[Bf-blender-cvs] [7808ee9bd73] master: Geometry Nodes: Improve UV Sphere primive performance

Hans Goudey noreply at git.blender.org
Mon Jul 25 03:05:52 CEST 2022


Commit: 7808ee9bd73d7eb286d52ff5a28592dfffbccf40
Author: Hans Goudey
Date:   Sun Jul 24 20:03:16 2022 -0500
Branches: master
https://developer.blender.org/rB7808ee9bd73d7eb286d52ff5a28592dfffbccf40

Geometry Nodes: Improve UV Sphere primive performance

In a test producing 10 million vertices I observed a 3.6x improvement,
from 470ms to 130ms. The largest improvement comes from calculating
each mesh array on a separate thread. Besides that, the larger changes
come from splitting the filling of corner and face arrays, and
precalculating sines and cosines for each ring.
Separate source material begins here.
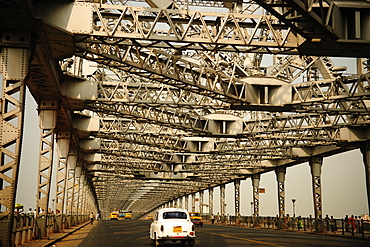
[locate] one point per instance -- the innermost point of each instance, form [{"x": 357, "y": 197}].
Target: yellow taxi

Using `parallel_invoke` does gives some overhead. On a small 32x16
input, the time went up from 51us to 74us. It could be disabled
for small outputs in the future. The reasoning for this parallelization
method instead of more standard data-size-based parallelism is that the
latter wouldn't be helpful except for very high resolution.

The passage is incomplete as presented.